Bu durumda ne Armani Grubu’nun ne de Armani Vakfı’nın bir sahibi olmayacak. Armani Grubu’na ait hisseler vakfın varlığı olarak görülecek. Vakıf, Armani Grubu’nu hissedarlar veya varisler arasında çıkabilecek olası anlaşmazlıklara karşı koruyacak ve yine bir olası satılma kararının önüne geçmiş olacak. Tüm bunlar göz önüne alındığında, Giorgio Armani’nin şirketinin kendinden sonra da uzun seneler devam edeceğine inandığını ve bunu sağlamak için elinden gelen herşeyi yaptığını söylemek mümkün. 

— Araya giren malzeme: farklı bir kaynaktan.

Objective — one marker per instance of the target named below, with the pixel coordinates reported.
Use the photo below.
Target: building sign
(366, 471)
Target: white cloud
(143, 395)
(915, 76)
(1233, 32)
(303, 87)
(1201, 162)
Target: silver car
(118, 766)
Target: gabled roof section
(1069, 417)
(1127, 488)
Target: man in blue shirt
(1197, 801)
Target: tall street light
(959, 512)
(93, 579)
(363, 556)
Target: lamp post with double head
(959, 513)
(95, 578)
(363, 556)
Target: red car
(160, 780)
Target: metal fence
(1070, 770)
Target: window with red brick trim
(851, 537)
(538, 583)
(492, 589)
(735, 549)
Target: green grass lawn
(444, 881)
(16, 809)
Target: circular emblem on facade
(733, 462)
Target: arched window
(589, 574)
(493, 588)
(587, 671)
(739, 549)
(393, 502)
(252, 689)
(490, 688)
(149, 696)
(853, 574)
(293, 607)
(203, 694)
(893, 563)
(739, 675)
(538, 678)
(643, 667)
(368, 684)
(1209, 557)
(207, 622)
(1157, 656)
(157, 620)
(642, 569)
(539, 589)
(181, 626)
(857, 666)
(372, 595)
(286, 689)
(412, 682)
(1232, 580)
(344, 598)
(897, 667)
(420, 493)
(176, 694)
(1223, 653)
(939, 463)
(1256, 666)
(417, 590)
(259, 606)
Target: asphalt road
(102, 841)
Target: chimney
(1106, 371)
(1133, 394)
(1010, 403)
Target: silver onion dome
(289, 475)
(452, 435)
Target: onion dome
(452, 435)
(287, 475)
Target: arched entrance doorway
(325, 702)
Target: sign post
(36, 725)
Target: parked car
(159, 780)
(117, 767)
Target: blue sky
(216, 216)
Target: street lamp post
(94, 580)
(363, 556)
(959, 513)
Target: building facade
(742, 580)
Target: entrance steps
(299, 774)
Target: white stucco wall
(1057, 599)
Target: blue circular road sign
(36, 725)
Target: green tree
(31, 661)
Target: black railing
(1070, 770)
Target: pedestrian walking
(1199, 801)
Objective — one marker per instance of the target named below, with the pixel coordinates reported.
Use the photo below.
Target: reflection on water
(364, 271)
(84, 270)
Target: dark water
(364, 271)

Vakıf kuran lüks ve tasarım markalardan ilki Armani değil. Rolex’in kurucusu Hans Wilsdorf 1944’de karısının ölümünden sonra Hans Wilsdorf Vakfı adını verdiği bir vakıf kurup lüks saat sektöründe sahip olduğu tüm hisseleri bu vakfa aktarmıştı. Vakfın amacı şirketin devamlılığını sağlamak aynı zamanda şirket bünyesinde hayır işleri yürütmekti. Vakfın vekilleri hissedar veya mal sahibi değil tam aksine gelirleri artırmak amacıyla nasıl yatırım yapılacağına veya işe alımlara karar veren ve daima şirketin çıkarlarını gözeten müdürler olarak görevlendirilmişlerdi. 

2000’lerde Armani’nin LVMH Grubu’na satılacağı ile ilgili çıkan dedikodular, 3 sene sonra Moët Hennessy Louis Vuitton Grubu CEO’su Bernard Arnaud’nun Armani defilelerinde ön sıralarda oturması, ardından Giorgio Armani’nin tüm bu konuşulanları yalanlaması, çok geçmeden 2008’de markayı asla satmayacağını net bir şekilde duyurması ve 2009’da tasarımcıya konulan hepatit teşhisi, markanın geleceği hakkında bitmek bilmez spekülasyonlara neden oldu. Ünlü tasarımcı uzun süren tedavisinin ardından tekrar işinin başına döndüğünde bu sürenin ona daha dikkatli davranmayı ve gelecekle ilgili düşünmeyi öğrettiğini söylemişti ancak şirketin akıbeti ile ilgili bir açıklama yapılmamıştı. 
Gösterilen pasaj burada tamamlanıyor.